Aujourd’hui ces mêmes mots résonnent dans l’auditorium du lycée Michelangiolo, rappelés par les interventions qui se succèdent l’une après l’autre. Chacun a un article qui lui est cher, comme s’il s’agissait d’un enfant. D’autres, les plus âgés d’entre eux, ont un souvenir personnel sur Teresita, une anecdote sur cette femme résistante qui, jusqu’au dernier jour de sa vie, a combattu le fascisme, nouveau comme ancien. Il y a ceux qui se souviennent d’elle pour cette branche de mimosa qu’elle voulut pour la première fois associer au 8 mars, journée des droits de la femme, ceux qui la célèbrent comme férocement anti-staliniste, une position qui lui valut même, en 1950, d’être expulsée du PCI, ceux qui ont marché à ses côtés à Gênes durant le G8 de 2001, à quatre-vingts ans bien sonnés et pourtant si lucide dans son intuition, une fois encore, de la voie à suivre. Vers la fin de la rencontre, tandis que depuis les derniers rangs, certains commencent lentement à quitter la salle, une étudiante se lève.
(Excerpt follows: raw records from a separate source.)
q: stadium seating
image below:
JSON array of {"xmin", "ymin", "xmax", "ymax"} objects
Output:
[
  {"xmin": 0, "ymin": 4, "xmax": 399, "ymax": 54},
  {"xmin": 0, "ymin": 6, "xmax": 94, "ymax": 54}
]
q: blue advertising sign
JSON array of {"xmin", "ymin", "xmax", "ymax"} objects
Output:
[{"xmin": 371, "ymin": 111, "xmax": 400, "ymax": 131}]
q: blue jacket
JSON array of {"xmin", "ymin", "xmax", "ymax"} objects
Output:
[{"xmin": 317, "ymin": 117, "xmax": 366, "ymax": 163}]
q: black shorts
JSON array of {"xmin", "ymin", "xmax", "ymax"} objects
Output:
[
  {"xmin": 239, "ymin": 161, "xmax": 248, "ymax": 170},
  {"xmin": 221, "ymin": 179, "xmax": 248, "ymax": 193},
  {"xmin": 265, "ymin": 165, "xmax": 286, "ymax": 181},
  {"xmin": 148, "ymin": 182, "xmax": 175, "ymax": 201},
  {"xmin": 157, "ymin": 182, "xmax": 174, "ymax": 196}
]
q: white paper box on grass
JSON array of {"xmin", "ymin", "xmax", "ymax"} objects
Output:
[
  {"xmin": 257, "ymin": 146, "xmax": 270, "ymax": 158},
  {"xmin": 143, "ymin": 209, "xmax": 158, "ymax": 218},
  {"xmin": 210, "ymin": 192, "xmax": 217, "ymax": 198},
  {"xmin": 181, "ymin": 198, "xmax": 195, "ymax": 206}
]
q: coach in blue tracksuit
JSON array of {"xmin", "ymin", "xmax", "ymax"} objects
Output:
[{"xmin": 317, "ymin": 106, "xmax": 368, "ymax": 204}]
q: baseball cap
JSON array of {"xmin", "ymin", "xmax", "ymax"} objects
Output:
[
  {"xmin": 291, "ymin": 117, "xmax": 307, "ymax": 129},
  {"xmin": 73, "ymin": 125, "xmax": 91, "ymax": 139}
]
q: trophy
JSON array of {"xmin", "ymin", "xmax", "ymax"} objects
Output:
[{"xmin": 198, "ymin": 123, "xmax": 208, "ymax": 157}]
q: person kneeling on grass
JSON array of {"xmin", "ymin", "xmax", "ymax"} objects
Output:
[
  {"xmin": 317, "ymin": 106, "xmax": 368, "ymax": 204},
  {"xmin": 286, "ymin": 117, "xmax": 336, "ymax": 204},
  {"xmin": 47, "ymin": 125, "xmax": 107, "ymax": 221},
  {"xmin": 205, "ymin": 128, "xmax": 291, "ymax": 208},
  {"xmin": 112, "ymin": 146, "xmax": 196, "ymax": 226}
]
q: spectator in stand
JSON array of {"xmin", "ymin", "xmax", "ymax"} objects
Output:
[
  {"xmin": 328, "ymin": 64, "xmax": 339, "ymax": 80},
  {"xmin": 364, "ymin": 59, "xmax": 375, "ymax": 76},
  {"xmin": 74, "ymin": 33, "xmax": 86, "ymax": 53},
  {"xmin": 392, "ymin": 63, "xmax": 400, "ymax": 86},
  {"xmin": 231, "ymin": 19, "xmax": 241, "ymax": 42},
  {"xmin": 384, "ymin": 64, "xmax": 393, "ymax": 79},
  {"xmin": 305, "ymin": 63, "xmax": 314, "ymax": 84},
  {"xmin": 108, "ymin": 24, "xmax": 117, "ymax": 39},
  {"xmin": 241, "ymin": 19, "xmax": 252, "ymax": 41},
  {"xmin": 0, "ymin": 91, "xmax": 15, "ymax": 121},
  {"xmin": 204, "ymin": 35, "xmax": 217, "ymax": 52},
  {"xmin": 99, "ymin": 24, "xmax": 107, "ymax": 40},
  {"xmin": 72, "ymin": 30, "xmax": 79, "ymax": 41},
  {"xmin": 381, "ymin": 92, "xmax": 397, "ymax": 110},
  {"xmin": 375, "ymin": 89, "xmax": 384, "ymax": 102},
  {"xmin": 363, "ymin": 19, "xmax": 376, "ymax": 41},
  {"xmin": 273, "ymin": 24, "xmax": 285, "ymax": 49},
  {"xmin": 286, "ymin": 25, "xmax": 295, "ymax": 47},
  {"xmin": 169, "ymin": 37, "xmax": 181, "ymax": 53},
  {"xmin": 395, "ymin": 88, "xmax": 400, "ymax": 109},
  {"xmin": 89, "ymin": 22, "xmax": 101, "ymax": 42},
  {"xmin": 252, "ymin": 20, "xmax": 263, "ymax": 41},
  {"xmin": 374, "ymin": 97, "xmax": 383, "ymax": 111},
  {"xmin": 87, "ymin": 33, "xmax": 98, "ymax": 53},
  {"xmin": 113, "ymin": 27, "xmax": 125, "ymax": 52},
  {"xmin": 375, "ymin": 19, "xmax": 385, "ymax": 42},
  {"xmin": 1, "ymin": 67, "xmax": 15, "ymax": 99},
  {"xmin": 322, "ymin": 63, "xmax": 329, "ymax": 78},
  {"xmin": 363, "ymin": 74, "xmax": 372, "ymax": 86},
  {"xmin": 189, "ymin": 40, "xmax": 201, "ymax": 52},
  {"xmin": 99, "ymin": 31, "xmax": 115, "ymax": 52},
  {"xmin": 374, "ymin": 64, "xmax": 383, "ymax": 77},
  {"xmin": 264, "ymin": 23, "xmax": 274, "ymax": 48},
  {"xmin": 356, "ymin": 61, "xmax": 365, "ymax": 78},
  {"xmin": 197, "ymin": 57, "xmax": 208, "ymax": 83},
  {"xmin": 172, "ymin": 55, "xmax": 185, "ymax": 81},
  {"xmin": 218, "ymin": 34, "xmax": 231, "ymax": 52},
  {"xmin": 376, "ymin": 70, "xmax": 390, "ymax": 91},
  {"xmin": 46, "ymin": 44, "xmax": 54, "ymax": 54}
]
Elle doit avoir 16 ou 17 ans, le même âge que Teresa Mattei quand Mussolini l’expulsa du lycée Michelangiolo et de toutes les écoles du royaume pour insubordination au régime.
Autre histoire, autre temps. La jeune femme s’avance maintenant dans la salle avec un sourire en coin qui ne parvient pas à dissimuler son émotion. Elle tient dans sa main une feuille pliée en quatre. Elle rejoint le podium, baisse légèrement la perche du micro, ouvre la feuille de papier et commence à lire. C’est une phrase que Teresita a offerte à un public de jeunes étudiants comme eux le, 13 juin 2006, la dernière fois qu’elle est retournée dans ce lycée où elle a obtenu son diplôme en candidate libre à cause des fascistes. Ce sont des mots qui vibrent d’une authentique passion citoyenne, peut-être l’acte d’amour le plus touchant qu’on n’ait jamais dédié à la Constitution italienne.

« La souveraineté est entre vos mains, entre les mains du peuple et de façon paritaire entre celles de chaque citoyen. Avec cela, la République nous a fait devenir citoyens et non sujets. Le monument le plus grand, le plus important, le plus extraordinaire qui ait été construit en Italie à la liberté, à la justice, à la Résistance, à l’antifascisme et au pacifisme est notre Constitution. Prenez-en grand soin. Essayez de faire vous-mêmes ce que nous n’avons pas réussi à faire : une Italie fondée sur la Justice et sur la Liberté. »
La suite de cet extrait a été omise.